In May 2013, an appellate panel of the New York Supreme Court affirmed the decision of a lower state court, holding that local municipalities have the power to enact zoning ordinances that ban “all activities related to the exploration for, and the production or storage of, natural gas and petroleum within its borders.” Town of Dryden et al., v. Norse Energy Corp., New York State Supreme Court, Appellate Division Third Department (May 2, 2013). In 2011, the Town of Dryden, New York banned hydraulic fracturing by passing a zoning ordinance that prohibited “all activities related to the exploration for, and the production or storage of, natural gas and petroleum.” Norse Energy challenged the ordinance, relying primarily on preemption arguments. In the May 2013 decision, the court considered the power ceded to localities in New York and whether the text of the OGSML includes any provisions that preempt Dryden’s ordinance. That lower court concluded there was no evidence of express or implied preemption in the OGSML.
In the latest appeal, Norse has appealed the New York State Supreme Court, Appellate Division Third Judicial Department’s decision, claiming that a clause in the OGSML preempts efforts on behalf of local authorities to ban hydraulic fracturing operations. The Dryden case will be heard with a similar case between the Town of Middlefield, New York and Cooperstown Holstein Corporation. Both of the cases hinge largely on the preemption language of the OGSML, which Chief Judge Karen Peters previously ruled is meant to “insure uniform statewide standards and procedures with respect to the technical operational activities of the oil, gas and mining industries in an effort to increase efficiency while minimizing waste,” and not to “to usurp the authority traditionally delegated to municipalities to establish permissible and prohibited uses of land within their jurisdictions.” Under this interpretation, the OGSML only preempts local governments from regulating energy companies as well as the hydraulic fracturing process itself, but not from regulating zoning and land use.

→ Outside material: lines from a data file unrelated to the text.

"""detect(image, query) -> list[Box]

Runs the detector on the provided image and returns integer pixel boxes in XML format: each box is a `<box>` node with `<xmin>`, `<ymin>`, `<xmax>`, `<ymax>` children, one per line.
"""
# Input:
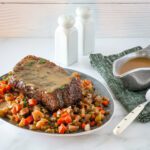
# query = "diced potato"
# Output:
<box><xmin>29</xmin><ymin>124</ymin><xmax>37</xmax><ymax>130</ymax></box>
<box><xmin>18</xmin><ymin>118</ymin><xmax>25</xmax><ymax>127</ymax></box>
<box><xmin>95</xmin><ymin>113</ymin><xmax>102</xmax><ymax>122</ymax></box>
<box><xmin>20</xmin><ymin>107</ymin><xmax>29</xmax><ymax>116</ymax></box>
<box><xmin>5</xmin><ymin>93</ymin><xmax>14</xmax><ymax>101</ymax></box>
<box><xmin>33</xmin><ymin>105</ymin><xmax>41</xmax><ymax>111</ymax></box>
<box><xmin>36</xmin><ymin>118</ymin><xmax>48</xmax><ymax>129</ymax></box>
<box><xmin>84</xmin><ymin>124</ymin><xmax>91</xmax><ymax>131</ymax></box>
<box><xmin>68</xmin><ymin>125</ymin><xmax>79</xmax><ymax>132</ymax></box>
<box><xmin>0</xmin><ymin>107</ymin><xmax>8</xmax><ymax>117</ymax></box>
<box><xmin>32</xmin><ymin>110</ymin><xmax>44</xmax><ymax>121</ymax></box>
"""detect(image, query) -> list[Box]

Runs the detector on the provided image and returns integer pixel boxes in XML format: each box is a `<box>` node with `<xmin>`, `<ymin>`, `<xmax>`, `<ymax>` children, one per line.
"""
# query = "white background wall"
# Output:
<box><xmin>0</xmin><ymin>0</ymin><xmax>150</xmax><ymax>38</ymax></box>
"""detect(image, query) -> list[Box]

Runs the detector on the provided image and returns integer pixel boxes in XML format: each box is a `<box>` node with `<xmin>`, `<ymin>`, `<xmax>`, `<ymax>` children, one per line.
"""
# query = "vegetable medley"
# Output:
<box><xmin>0</xmin><ymin>73</ymin><xmax>109</xmax><ymax>134</ymax></box>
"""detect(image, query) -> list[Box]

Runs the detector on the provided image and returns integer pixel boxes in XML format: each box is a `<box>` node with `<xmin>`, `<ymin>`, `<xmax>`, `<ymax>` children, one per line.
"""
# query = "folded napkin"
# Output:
<box><xmin>90</xmin><ymin>47</ymin><xmax>150</xmax><ymax>123</ymax></box>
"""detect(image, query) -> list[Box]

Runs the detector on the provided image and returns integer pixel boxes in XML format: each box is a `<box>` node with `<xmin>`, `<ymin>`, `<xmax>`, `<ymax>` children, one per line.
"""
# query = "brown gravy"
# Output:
<box><xmin>16</xmin><ymin>60</ymin><xmax>71</xmax><ymax>93</ymax></box>
<box><xmin>119</xmin><ymin>57</ymin><xmax>150</xmax><ymax>74</ymax></box>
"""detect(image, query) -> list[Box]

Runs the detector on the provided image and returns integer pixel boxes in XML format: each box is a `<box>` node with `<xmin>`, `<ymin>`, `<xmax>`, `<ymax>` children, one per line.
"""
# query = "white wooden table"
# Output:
<box><xmin>0</xmin><ymin>38</ymin><xmax>150</xmax><ymax>150</ymax></box>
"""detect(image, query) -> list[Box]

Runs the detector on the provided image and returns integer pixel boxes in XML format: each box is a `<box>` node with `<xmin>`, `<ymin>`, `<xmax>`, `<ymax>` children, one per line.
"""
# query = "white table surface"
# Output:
<box><xmin>0</xmin><ymin>38</ymin><xmax>150</xmax><ymax>150</ymax></box>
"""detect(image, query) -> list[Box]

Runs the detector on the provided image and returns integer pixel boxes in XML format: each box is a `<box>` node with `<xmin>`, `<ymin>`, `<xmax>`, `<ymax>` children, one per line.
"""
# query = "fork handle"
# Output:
<box><xmin>113</xmin><ymin>102</ymin><xmax>147</xmax><ymax>135</ymax></box>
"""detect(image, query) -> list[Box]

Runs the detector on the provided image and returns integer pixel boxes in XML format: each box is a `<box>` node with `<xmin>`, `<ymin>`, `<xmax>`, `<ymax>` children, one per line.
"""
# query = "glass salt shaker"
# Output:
<box><xmin>75</xmin><ymin>7</ymin><xmax>95</xmax><ymax>57</ymax></box>
<box><xmin>55</xmin><ymin>15</ymin><xmax>78</xmax><ymax>66</ymax></box>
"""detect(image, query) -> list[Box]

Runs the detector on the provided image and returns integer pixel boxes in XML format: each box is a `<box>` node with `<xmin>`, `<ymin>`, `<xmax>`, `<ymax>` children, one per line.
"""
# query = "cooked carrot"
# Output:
<box><xmin>58</xmin><ymin>124</ymin><xmax>67</xmax><ymax>134</ymax></box>
<box><xmin>28</xmin><ymin>98</ymin><xmax>37</xmax><ymax>106</ymax></box>
<box><xmin>102</xmin><ymin>100</ymin><xmax>109</xmax><ymax>107</ymax></box>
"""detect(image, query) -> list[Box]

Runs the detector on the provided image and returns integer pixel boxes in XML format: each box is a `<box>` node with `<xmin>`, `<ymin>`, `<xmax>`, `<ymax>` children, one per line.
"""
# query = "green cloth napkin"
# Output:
<box><xmin>90</xmin><ymin>47</ymin><xmax>150</xmax><ymax>123</ymax></box>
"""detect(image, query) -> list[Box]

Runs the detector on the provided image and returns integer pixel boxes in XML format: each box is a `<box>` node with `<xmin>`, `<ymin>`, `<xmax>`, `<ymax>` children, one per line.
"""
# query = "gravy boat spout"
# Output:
<box><xmin>113</xmin><ymin>46</ymin><xmax>150</xmax><ymax>91</ymax></box>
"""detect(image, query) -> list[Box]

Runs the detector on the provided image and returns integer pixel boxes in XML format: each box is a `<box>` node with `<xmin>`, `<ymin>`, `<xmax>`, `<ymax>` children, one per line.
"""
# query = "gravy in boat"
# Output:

The State of New York placed a moratorium on hydraulic fracturing in July 2008 until lawmakers could draw up new regulations for the drilling process. In February, Governor Cuomo abandoned the process, further postponing any decision until the New York Department of Environmental Conservation and the State Commissioner of Health could provide more conclusive evidence as to the effects of hydraulic fracturing on health and the environment. While the State and the Governor have still yet to issue a final decision regarding hydraulic fracturing in the State, with as many as 170 municipalities enacting bans or moratoriums on the practice, the outcome of the Dryden and Middlefield cases will likely have a significant impact on future development of the New York Marcellus Shale. A decision from the high court is expected sometime in 2014.
New York is not the only state confronting issues of local authority over oil and gas drilling. In July 2012, the Pennsylvania Supreme Court struck down as unconstitutional certain sections of the recently passed “Act 13” that would have removed a municipality’s ability to zone out oil and gas drilling in Pennsylvania.